As COVID-19 erupted all over the US, she worked in New York, then Arizona, before ending up in Wisconsin. Dilick said she’s been able to take care of her mental health, thanks to a strong support system, but she said the circumstances her patients have endured have put her and other health care workers “between a rock and a hard place.” She has found herself playing dual roles of both medical care provider and emotional support for her patients and their families.

Despite the inherent risks of the medical profession during a global health crisis, Dilick said, thanks to ample PPE supplies which had become scarce at the start of the pandemic, she feels safer working with COVID-19 patients now more than before. 

“Whereas say somebody out in the general public at a grocery store risks potential exposure, I feel like, working in the COVID unit, I know what the patients have and I know that I’m protected, so I feel safe,” she said.

Supporting health care workers means taking the pandemic seriously

Dilick said she feels frustrated some people have refused to take the pandemic seriously. She acknowledged it can be difficult for some people to put their lives on pause, but said the reality of COVID-19 is there are a lot of people who go into the hospital and “never leave.”

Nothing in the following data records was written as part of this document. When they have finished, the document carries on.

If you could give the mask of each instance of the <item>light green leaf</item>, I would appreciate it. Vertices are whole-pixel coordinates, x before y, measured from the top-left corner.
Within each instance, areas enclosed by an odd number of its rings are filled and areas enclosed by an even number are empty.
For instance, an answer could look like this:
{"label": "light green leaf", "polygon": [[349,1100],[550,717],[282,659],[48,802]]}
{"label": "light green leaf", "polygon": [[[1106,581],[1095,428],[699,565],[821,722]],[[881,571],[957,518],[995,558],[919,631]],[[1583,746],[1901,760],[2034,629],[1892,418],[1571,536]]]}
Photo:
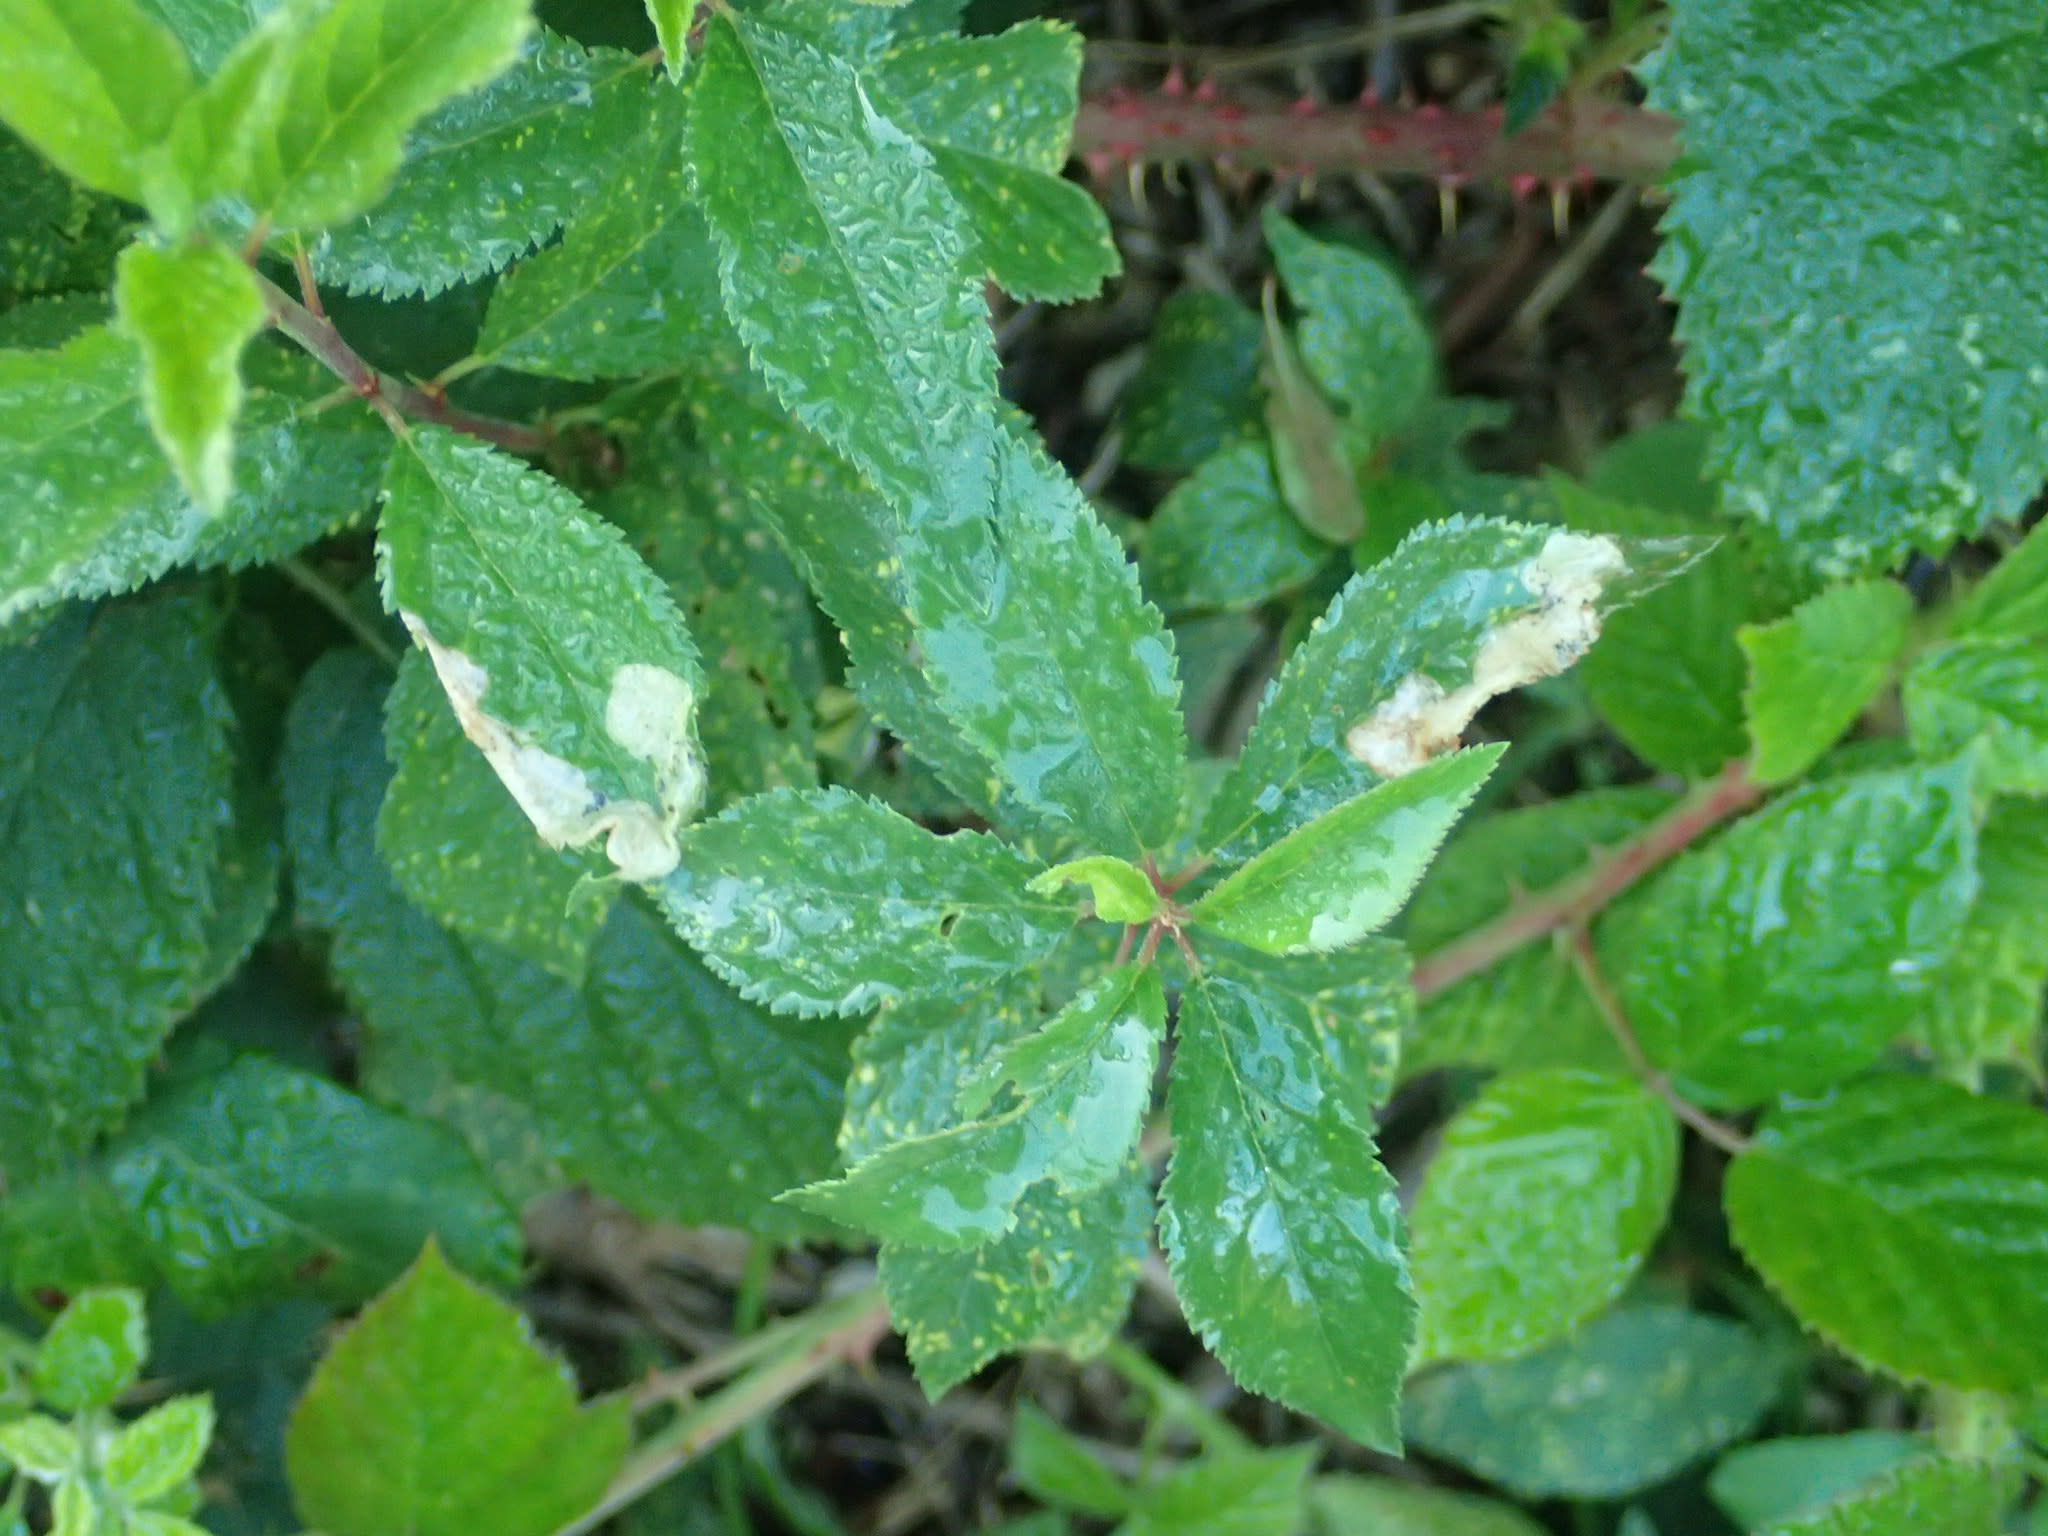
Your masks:
{"label": "light green leaf", "polygon": [[328,1536],[548,1536],[596,1503],[631,1437],[431,1246],[328,1351],[285,1436],[292,1499]]}
{"label": "light green leaf", "polygon": [[12,1463],[24,1477],[54,1483],[78,1470],[78,1435],[68,1424],[60,1424],[47,1414],[32,1413],[0,1424],[0,1457]]}
{"label": "light green leaf", "polygon": [[1159,504],[1139,567],[1171,612],[1228,611],[1304,585],[1331,553],[1280,499],[1266,444],[1246,441],[1204,460]]}
{"label": "light green leaf", "polygon": [[1026,891],[1030,860],[994,838],[937,837],[843,789],[757,796],[684,846],[662,910],[778,1013],[958,992],[1042,959],[1073,920]]}
{"label": "light green leaf", "polygon": [[1891,680],[1912,617],[1904,587],[1859,581],[1810,598],[1775,624],[1740,631],[1749,658],[1743,712],[1760,782],[1798,778],[1856,723]]}
{"label": "light green leaf", "polygon": [[1301,313],[1302,360],[1366,442],[1399,433],[1436,388],[1436,343],[1400,278],[1362,251],[1313,240],[1277,213],[1266,243]]}
{"label": "light green leaf", "polygon": [[198,1471],[212,1438],[212,1401],[174,1397],[123,1426],[106,1447],[100,1469],[121,1498],[146,1504]]}
{"label": "light green leaf", "polygon": [[1004,292],[1070,304],[1094,298],[1123,270],[1109,216],[1086,187],[975,150],[925,142],[933,167],[973,222],[976,253]]}
{"label": "light green leaf", "polygon": [[1259,318],[1227,293],[1191,288],[1159,306],[1120,407],[1124,456],[1193,469],[1259,424]]}
{"label": "light green leaf", "polygon": [[491,296],[476,350],[506,368],[561,378],[673,369],[723,340],[718,257],[689,194],[685,101],[653,99],[642,131],[614,151],[602,186],[560,245],[519,264]]}
{"label": "light green leaf", "polygon": [[1220,965],[1183,992],[1159,1226],[1182,1310],[1242,1385],[1390,1450],[1415,1302],[1363,1069],[1411,1004],[1395,946],[1344,958],[1369,1002]]}
{"label": "light green leaf", "polygon": [[671,80],[682,79],[690,68],[690,23],[696,16],[696,0],[647,0],[654,43]]}
{"label": "light green leaf", "polygon": [[1883,1076],[1780,1109],[1728,1175],[1735,1241],[1800,1320],[1915,1381],[2048,1380],[2048,1122]]}
{"label": "light green leaf", "polygon": [[134,1510],[127,1518],[129,1536],[209,1536],[198,1521],[161,1509]]}
{"label": "light green leaf", "polygon": [[[2031,0],[1676,7],[1650,104],[1685,125],[1655,270],[1727,503],[1857,575],[2011,517],[2048,471],[2048,218]],[[1866,25],[1882,29],[1866,35]],[[1910,36],[1910,48],[1885,39]],[[1796,259],[1755,253],[1796,230]]]}
{"label": "light green leaf", "polygon": [[[1522,896],[1585,872],[1670,810],[1660,789],[1582,790],[1465,825],[1430,865],[1403,937],[1428,968],[1449,945],[1512,910]],[[1403,1047],[1404,1074],[1467,1065],[1502,1072],[1625,1069],[1621,1049],[1568,955],[1528,944],[1423,1003]]]}
{"label": "light green leaf", "polygon": [[1919,1015],[1977,893],[1966,761],[1785,796],[1602,921],[1651,1062],[1723,1107],[1813,1093]]}
{"label": "light green leaf", "polygon": [[36,1395],[65,1413],[104,1408],[135,1385],[149,1358],[149,1324],[138,1291],[83,1291],[50,1324],[36,1350]]}
{"label": "light green leaf", "polygon": [[1542,1536],[1512,1504],[1392,1477],[1319,1477],[1309,1485],[1316,1536]]}
{"label": "light green leaf", "polygon": [[398,888],[456,932],[582,980],[611,908],[608,895],[579,893],[595,861],[532,835],[421,652],[407,653],[386,708],[392,774],[377,847]]}
{"label": "light green leaf", "polygon": [[1290,832],[1203,897],[1195,923],[1274,955],[1357,943],[1401,910],[1506,750],[1438,758]]}
{"label": "light green leaf", "polygon": [[423,119],[391,189],[314,248],[322,282],[435,294],[524,256],[619,174],[647,118],[647,70],[537,28],[504,74]]}
{"label": "light green leaf", "polygon": [[[133,215],[126,203],[86,191],[7,132],[0,132],[0,198],[9,214],[0,233],[0,294],[18,301],[105,286],[114,253],[128,243]],[[5,317],[7,345],[54,344],[17,339],[21,313]]]}
{"label": "light green leaf", "polygon": [[1280,494],[1310,533],[1350,544],[1365,532],[1365,506],[1343,427],[1282,329],[1271,283],[1265,301],[1266,433]]}
{"label": "light green leaf", "polygon": [[1313,1446],[1205,1457],[1141,1489],[1116,1536],[1294,1536],[1315,1461]]}
{"label": "light green leaf", "polygon": [[1786,1435],[1738,1445],[1715,1465],[1707,1491],[1730,1520],[1755,1530],[1816,1514],[1896,1467],[1925,1455],[1927,1441],[1895,1429]]}
{"label": "light green leaf", "polygon": [[1977,838],[1977,900],[1913,1033],[1947,1072],[2041,1071],[2048,991],[2048,805],[2001,800]]}
{"label": "light green leaf", "polygon": [[256,275],[217,245],[131,245],[114,280],[121,324],[142,349],[143,409],[193,500],[226,505],[242,348],[263,327]]}
{"label": "light green leaf", "polygon": [[[844,1178],[789,1198],[885,1242],[956,1250],[992,1242],[1012,1229],[1017,1202],[1041,1180],[1079,1197],[1123,1171],[1165,1032],[1158,973],[1119,967],[967,1081],[964,1123],[892,1142]],[[1014,1102],[981,1118],[1006,1085]]]}
{"label": "light green leaf", "polygon": [[770,1198],[835,1166],[851,1031],[742,1002],[636,901],[614,908],[580,991],[430,922],[372,836],[388,681],[360,653],[324,659],[283,763],[300,917],[334,933],[372,1091],[446,1120],[516,1192],[567,1177],[651,1217],[810,1230]]}
{"label": "light green leaf", "polygon": [[279,50],[276,104],[250,124],[246,201],[273,231],[322,229],[391,185],[413,126],[509,67],[530,0],[330,0]]}
{"label": "light green leaf", "polygon": [[1520,1360],[1419,1378],[1402,1425],[1418,1448],[1518,1497],[1617,1499],[1741,1438],[1778,1374],[1739,1323],[1627,1307]]}
{"label": "light green leaf", "polygon": [[1445,1129],[1409,1218],[1417,1364],[1569,1333],[1635,1275],[1677,1183],[1677,1123],[1639,1084],[1495,1078]]}
{"label": "light green leaf", "polygon": [[1930,1457],[1825,1509],[1765,1527],[1759,1536],[1999,1536],[2014,1491],[2005,1468]]}
{"label": "light green leaf", "polygon": [[560,484],[439,427],[402,442],[377,545],[387,606],[541,841],[676,866],[704,796],[696,647],[654,573]]}
{"label": "light green leaf", "polygon": [[2036,523],[2019,548],[1956,605],[1949,633],[2011,639],[2048,634],[2048,529]]}
{"label": "light green leaf", "polygon": [[2048,647],[2041,637],[1936,646],[1906,674],[1913,745],[1946,757],[1978,745],[1986,790],[2048,794]]}
{"label": "light green leaf", "polygon": [[168,28],[134,0],[4,0],[0,57],[0,120],[66,175],[146,201],[144,156],[192,90]]}
{"label": "light green leaf", "polygon": [[1209,802],[1201,846],[1248,858],[1456,746],[1486,700],[1592,644],[1602,594],[1628,563],[1604,537],[1516,523],[1411,534],[1288,658]]}
{"label": "light green leaf", "polygon": [[[0,650],[0,1173],[70,1165],[217,981],[242,894],[218,615],[70,609]],[[122,878],[109,879],[110,870]]]}
{"label": "light green leaf", "polygon": [[1046,1504],[1114,1520],[1130,1510],[1126,1488],[1077,1437],[1030,1403],[1017,1405],[1010,1426],[1011,1478]]}
{"label": "light green leaf", "polygon": [[0,620],[125,592],[180,562],[276,559],[369,506],[391,451],[383,425],[356,406],[308,412],[333,381],[301,359],[258,346],[246,367],[241,485],[209,519],[151,434],[128,337],[95,327],[56,351],[0,352],[0,502],[14,509]]}
{"label": "light green leaf", "polygon": [[1054,865],[1032,876],[1026,889],[1050,896],[1068,885],[1088,888],[1095,916],[1105,923],[1149,923],[1159,915],[1161,898],[1151,877],[1135,864],[1104,854]]}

“People aren’t seeing what we’re seeing in the hospital, which is good,” Dilick said. “I hope nobody has to see it because it is a terrible sight to see. I mean, ignorance is bliss, but at the same time, we’re telling you that this is occurring. So, trust us.” she said.

“I’m not saying that every case of COVID-19 is the extreme case, but there are many extreme cases that people don’t see and even though you’re not seeing it, it’s very real and it’s very unfortunate.”